Prior to joining the Browns, Henderson spent the previous two seasons as a member of the New York Jets’ staff.
Henderson played eight seasons as a defensive back in the NFL after New England made him a second-round draft choice in 1991. He played with the Patriots (1991-93, 1996), Buffalo (1993-94), Philadelphia (1995) and the Jets (1997-98) in his NFL career, during which time he appeared in 98 games with 34 starts. He recorded nine career interceptions. Henderson played in two Super Bowls, with the Bills in Super Bowl XXVIII and with New England in Super Bowl XXXI.
Henderson grew up in Statesville, N.C., and went on to play four years at Clemson (1987-90).
COACHING SHAKE UP: Hudson Houck expected to be replaced by Bill Callahan
With the contracts of six coaches expiring after the season, staff changes are definitely expected.
And it appears one of the biggest could be on the offensive line, where longtime coach Hudson Houck is reportedly not returning to the club in 2012. Houck, who has 28 years of NFL coaching experience, including two different stints with the Cowboys, could be headed for retirement.
While most of the coaches were off this week at the complex, Houck was spotted at Valley Ranch on Monday with a box full of his belongings.
Along with his offensive line coaching duties, Houck has also served as the running game coordinator for the last two years.
The one name that has suddenly surfaced to replace Houck is former Raiders and University of Nebraska head coach Bill Callahan.
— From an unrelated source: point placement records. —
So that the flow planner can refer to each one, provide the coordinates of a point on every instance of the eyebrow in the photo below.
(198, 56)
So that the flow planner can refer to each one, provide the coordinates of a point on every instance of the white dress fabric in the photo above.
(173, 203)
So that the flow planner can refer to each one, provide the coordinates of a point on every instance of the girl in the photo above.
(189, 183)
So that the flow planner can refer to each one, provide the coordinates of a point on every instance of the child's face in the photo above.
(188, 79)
A team source said Callahan recently turned down a similar offer to remain on the New York Jets’ coaching staff. Since he left Nebraska’s sideline in 2007 after five seasons, Callahan joined the Jets and has been coaching the offensive line and assistant head coach since 2008.
Houck has coached the Cowboys’ line for 13 years, including a nine-year stint from 1993-2001 where he helped the team win two Super Bowls. Houck left in 2002 where he coached the Chargers for three seasons and then three more in Miami, where he was on staff with Jason Garrett, who coached the quarterbacks from 2005-06.
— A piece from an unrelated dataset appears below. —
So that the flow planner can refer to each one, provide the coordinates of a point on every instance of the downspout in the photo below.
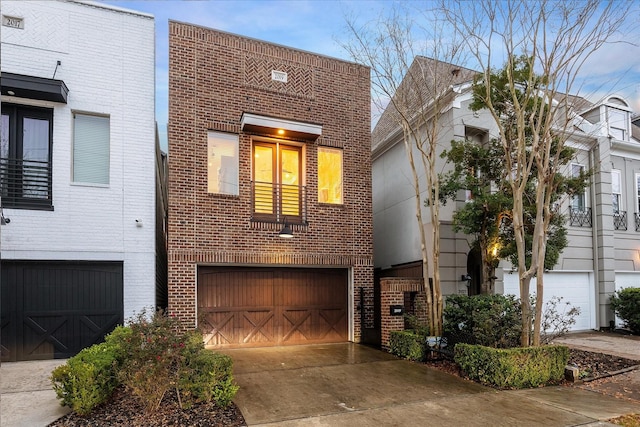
(594, 234)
When Tony Sparano left the Cowboys’ staff to become the Dolphins’ head coach, Houck returned to Dallas on Wade Phillips’ staff.
Houck was one of six assistant coaches with expiring contracts, along with assistant offensive line coach Wes Phillips, assistant receivers coach Keith O’Quinn, running backs coach Skip Peete and secondary coaches Brett Maxie and Dave Campo. It was also reported earlier this week that Campo would not be returning to the Cowboys’ staff in 2012.
Dallas Cowboys secondary coach Dave Campo won’t be back
Dave Campo is the first casualty of the Cowboys struggling secondary.
He won’t be the last.
The Cowboys have informed their long-time assistant that the club will allow his contract to expire and he won’t return next season. Campo, who first joined the club during the 1989 season as part of Jimmy Johnson’s staff and was the team’s head coach from 2000-02, has declined to comment.
Head coach Jason Garrett considered making a change last season when he put together his staff. But Campo survived when Pittsburgh’s Ray Horton, who interviewed with the Cowboys, wound up taking a job in Arizona.
The secondary was an Achilles Heel for the Cowboys defense this past season. The group ranked No. 23 in the league, allowing an average of 244.1 yards a game. Opponents completed 61.7 percent of their passes against the secondary with 24 touchdown passes. Three of those came in the final game of the regular season when the Cowboys missed a chance to make the playoffs by losing to the New York Giants.
Brett Maxie worked with Campo in overseeing the secondary. His contract also expired but he is expected to be retained. The same will not be said of personnel.
Starting safety Abe Elam and backup cornerbacks Alan Ball and Frank Walker are unrestricted free agents. The club’s decision to sign Gerald Sensabaugh, the team’s other starting safety, to an extension shows where Elam ranks on the priority list.
The club will also discuss whether it’s time to part ways with Terence Newman. The cornerback is scheduled to count just over $8 million on the salary cap in 2012, but the club can cut that financial obligation in half if it releases the 33-year-old veteran.